Chris Graves of the Cincinnati Enquirer also took out some time in her busy schedule to talk with us. Her coverage of the Pike County murders and the fact that she followed persons with ties to the case to Alaska was extremely intriguing. I think Graves practiced the best ethics out of any journalist we met in these two weeks, and this is evident in how she handled interviews with suspects from the Pike County murder mystery.

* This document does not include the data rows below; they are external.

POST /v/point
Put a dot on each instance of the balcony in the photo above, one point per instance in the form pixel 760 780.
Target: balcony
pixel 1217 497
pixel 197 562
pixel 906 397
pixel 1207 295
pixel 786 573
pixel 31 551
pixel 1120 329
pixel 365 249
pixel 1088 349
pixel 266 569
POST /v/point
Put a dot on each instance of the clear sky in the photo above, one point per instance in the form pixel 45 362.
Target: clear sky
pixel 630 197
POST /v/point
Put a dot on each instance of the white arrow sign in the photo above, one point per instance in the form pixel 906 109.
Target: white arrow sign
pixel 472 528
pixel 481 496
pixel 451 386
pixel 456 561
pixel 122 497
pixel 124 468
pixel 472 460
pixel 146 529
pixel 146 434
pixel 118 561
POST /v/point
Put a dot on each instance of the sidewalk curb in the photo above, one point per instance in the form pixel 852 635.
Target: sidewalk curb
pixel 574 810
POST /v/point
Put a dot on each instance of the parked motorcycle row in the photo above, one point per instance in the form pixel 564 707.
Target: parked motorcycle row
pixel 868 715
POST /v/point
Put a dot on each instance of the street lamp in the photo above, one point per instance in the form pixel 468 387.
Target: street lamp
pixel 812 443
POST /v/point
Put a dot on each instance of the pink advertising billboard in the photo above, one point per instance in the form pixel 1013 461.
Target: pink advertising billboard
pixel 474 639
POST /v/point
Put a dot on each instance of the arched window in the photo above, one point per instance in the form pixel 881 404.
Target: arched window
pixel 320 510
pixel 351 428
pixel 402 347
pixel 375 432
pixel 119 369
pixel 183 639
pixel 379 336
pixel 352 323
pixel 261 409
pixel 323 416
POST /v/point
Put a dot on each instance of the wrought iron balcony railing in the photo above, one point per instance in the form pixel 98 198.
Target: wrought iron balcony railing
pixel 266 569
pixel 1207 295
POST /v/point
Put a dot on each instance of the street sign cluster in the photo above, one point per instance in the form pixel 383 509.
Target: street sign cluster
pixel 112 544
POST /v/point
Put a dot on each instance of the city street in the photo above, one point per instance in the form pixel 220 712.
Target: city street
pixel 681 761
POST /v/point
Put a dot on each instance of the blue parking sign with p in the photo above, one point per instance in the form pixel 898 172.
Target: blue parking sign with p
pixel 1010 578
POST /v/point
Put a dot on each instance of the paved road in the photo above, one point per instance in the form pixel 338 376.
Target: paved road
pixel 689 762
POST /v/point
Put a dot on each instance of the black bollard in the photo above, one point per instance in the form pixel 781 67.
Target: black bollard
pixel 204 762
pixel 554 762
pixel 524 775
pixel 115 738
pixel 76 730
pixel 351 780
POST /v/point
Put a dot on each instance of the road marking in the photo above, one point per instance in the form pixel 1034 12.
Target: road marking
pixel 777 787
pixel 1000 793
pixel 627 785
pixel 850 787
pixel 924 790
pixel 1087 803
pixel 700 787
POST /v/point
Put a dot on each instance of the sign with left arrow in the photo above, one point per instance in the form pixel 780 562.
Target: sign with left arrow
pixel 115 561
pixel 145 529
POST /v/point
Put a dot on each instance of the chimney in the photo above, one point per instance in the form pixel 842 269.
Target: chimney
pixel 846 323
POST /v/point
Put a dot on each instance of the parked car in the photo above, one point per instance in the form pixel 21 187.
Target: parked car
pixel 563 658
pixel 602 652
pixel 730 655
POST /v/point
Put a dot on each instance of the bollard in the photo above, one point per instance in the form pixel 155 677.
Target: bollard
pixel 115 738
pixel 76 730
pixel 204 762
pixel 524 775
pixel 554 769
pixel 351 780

Mike Horsley, of WKRC-TV in Cincinnati, showed us around his TV station, and explained the everyday logistics that happen in his station. His station is part of the controversial Sinclair Broadcast Group, which was featured in an episode Last Week Tonight with John Oliver. His position on the group was very interesting, as they try to water down the bias that SBG tries to put on them. My favorite guest of all was probably Shannon Rosenberg from BuzzFeed. While I do not use BuzzFeed as a news source, I thought it was very cool to hear her job description and how BuzzFeed operates as a whole. All in all, I thoroughly enjoyed my time learning about the world of journalism and how it operates locally, nationally, and internationally.
About the author
Jack Paul is entering his senior year at Mullen High School in Denver. He enjoys anything outdoors, which includes (but is not limited to) running, biking, hiking, fishing and hunting. He is employed as a cashier at a Home Depot in his hometown of Littleton, Colo. While he does like his job, he considers it incredibly soul-crushing at times.

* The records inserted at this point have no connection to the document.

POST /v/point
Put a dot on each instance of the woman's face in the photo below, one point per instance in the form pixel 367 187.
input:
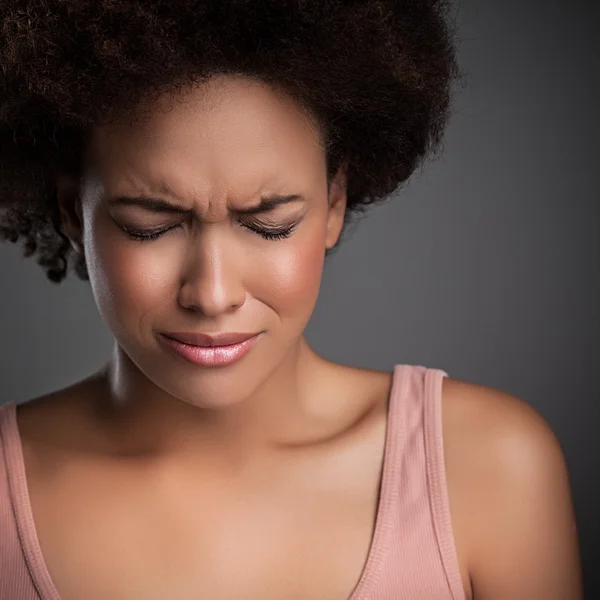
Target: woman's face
pixel 212 268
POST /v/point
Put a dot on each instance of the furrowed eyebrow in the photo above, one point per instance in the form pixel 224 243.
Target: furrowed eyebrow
pixel 162 206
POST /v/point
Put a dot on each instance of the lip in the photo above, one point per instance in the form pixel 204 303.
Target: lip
pixel 204 339
pixel 211 355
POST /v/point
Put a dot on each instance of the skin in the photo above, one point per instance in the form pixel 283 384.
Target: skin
pixel 284 438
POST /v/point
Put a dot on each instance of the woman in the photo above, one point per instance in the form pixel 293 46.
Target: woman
pixel 196 162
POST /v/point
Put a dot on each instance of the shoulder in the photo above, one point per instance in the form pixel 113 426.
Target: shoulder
pixel 510 495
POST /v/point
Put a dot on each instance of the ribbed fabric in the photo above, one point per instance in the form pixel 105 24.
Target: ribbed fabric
pixel 412 554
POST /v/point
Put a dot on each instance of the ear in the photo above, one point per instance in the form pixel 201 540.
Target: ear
pixel 69 206
pixel 337 206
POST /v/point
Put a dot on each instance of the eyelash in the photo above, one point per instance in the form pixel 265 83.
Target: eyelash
pixel 141 236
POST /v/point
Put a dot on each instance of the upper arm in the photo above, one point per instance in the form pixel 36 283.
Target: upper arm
pixel 521 524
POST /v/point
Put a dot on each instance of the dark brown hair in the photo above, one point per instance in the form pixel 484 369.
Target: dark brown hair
pixel 375 74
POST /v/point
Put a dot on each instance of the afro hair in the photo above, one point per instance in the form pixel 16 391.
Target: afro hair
pixel 376 75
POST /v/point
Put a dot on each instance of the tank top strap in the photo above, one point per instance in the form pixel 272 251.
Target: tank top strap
pixel 436 475
pixel 417 555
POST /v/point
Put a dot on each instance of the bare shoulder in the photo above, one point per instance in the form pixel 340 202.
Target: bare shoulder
pixel 510 496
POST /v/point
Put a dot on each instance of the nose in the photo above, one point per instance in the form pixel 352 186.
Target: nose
pixel 211 284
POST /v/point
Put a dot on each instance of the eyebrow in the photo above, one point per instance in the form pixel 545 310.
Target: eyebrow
pixel 162 206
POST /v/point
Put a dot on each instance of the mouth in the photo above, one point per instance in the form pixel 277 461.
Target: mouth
pixel 210 351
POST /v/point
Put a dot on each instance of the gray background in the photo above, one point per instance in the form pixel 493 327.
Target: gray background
pixel 486 265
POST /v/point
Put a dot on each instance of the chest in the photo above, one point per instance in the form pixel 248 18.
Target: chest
pixel 123 537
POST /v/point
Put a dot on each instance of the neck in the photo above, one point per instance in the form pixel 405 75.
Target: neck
pixel 146 420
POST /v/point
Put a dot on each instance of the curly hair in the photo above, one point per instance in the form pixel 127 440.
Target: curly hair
pixel 376 75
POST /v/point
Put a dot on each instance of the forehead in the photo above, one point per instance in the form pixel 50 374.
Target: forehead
pixel 229 131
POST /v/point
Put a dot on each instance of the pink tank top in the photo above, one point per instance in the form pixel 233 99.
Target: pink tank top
pixel 412 554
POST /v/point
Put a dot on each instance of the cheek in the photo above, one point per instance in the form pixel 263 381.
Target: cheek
pixel 293 275
pixel 129 279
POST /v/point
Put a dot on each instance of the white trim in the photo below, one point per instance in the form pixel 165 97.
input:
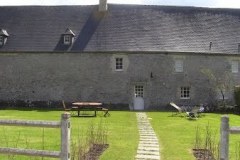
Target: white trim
pixel 67 39
pixel 234 66
pixel 178 65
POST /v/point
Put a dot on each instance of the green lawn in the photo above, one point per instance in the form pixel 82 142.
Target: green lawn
pixel 176 134
pixel 121 128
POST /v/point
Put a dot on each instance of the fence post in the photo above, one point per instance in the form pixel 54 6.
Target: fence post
pixel 65 136
pixel 224 141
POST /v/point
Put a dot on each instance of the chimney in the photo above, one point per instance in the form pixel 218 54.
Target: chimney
pixel 102 6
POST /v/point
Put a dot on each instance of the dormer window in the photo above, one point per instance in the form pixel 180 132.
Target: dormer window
pixel 68 37
pixel 3 37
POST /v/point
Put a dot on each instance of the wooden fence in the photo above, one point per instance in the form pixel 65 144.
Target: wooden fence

At Mullen, Jack is a member of several academic groups including the National Honors Society and National Latin Honors Society, with a 4.2 GPA (on a weighted 5.0 scale). His favorite subject is, without question, United States History, which he took at the AP level during his junior year. “I greatly enjoy seeing how people work,” he said. “What they do and what they think — it’s just so interesting to me. I like to investigate the causes behind huge populist movements, and see why people are so enthralled with some of them.”

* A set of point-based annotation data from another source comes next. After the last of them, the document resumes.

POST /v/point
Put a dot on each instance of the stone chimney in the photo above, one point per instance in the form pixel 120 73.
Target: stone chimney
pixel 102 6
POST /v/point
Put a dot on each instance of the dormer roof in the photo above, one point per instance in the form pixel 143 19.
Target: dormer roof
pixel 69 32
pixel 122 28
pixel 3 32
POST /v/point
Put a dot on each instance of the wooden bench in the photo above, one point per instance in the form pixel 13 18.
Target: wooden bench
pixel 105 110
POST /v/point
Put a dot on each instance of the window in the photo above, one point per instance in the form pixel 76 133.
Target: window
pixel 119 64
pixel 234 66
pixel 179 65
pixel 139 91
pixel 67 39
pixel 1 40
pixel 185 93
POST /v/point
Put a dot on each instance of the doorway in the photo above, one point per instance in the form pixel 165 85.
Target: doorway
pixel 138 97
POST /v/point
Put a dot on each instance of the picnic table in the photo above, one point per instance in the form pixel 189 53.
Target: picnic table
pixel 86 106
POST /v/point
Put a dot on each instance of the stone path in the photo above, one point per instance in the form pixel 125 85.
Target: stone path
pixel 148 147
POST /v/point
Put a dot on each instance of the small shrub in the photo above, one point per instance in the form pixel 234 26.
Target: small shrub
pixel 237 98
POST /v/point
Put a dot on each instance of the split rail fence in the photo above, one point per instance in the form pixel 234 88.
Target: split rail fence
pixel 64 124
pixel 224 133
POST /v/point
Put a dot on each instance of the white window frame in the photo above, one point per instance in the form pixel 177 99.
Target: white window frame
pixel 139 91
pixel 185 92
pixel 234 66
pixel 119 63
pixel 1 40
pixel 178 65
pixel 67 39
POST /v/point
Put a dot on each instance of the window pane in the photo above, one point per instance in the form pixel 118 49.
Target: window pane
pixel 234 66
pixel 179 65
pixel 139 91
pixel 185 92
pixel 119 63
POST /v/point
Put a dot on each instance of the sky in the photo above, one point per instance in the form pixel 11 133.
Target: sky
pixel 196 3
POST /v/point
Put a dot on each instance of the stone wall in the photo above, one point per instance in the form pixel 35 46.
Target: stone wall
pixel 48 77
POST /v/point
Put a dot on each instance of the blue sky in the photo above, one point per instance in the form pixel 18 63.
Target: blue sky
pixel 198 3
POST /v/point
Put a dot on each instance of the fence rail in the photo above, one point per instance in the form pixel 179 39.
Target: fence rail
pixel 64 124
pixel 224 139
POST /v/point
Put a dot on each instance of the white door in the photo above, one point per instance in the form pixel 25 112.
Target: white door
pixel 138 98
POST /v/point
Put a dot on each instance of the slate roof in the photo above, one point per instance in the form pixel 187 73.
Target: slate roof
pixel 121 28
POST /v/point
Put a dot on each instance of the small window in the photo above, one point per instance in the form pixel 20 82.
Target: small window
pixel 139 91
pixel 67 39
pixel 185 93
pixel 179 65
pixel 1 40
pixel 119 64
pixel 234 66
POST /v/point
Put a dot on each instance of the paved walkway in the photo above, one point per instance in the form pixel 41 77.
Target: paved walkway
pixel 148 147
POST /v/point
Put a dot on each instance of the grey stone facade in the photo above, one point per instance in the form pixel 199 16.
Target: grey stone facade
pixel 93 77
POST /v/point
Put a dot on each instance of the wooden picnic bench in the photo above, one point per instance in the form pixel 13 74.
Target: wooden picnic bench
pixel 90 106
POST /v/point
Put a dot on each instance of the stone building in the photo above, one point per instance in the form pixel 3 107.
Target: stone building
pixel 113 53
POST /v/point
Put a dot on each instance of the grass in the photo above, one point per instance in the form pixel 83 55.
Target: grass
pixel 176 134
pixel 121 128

Jack is also heavily invested in service work, traveling as far as the Blackfeet Indian Reservation to help those in need. He hopes that this service will keep him informed about social injustice around the nation and will provide him with the tools to create a more fair society. In college, Jack hopes to major in a government-related field or journalism, with computer science as a fallback in case something goes wrong with his first choices.